While the bank has seen credit growth in the sector, some farmers have been using high dairy prices to strengthen their balance sheets by “paying down debt,” Healy said.

In November, the Reserve Bank said high levels of agriculture debt, heavily concentrated in the dairy sector, were a threat to the financial system’s stability, and vulnerable to a drop in commodity prices and a rise in interest rates, both of which have happened since then. The bank will release its six-monthly financial stability report next week.
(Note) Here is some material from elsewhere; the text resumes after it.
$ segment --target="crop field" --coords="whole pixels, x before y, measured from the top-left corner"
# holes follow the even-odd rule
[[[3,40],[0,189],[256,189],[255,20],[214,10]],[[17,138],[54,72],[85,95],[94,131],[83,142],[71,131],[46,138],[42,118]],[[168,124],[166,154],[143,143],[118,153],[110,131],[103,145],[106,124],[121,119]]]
BNZ lost market share in mortgage lending, with 15.8 percent as at March 31 from 16.2 percent a year earlier. Thorburn said the six-month period was unusual in that it included the introduction of the Reserve Bank’s restrictions on low-equity lending, and the start of a higher interest rate cycle.

The bank has the lowest share of high loan-to-value ratio mortgage books, with 13.8 percent of home loans at 80 percent or more.

BNZ increased gross loans 5.2 percent to $62.5 billion as at March 31 from a year earlier. The bank had customer deposits of $41.7 billion as at March 31 from $37.1 billion a year earlier, claiming 19 percent of market share for retail deposits.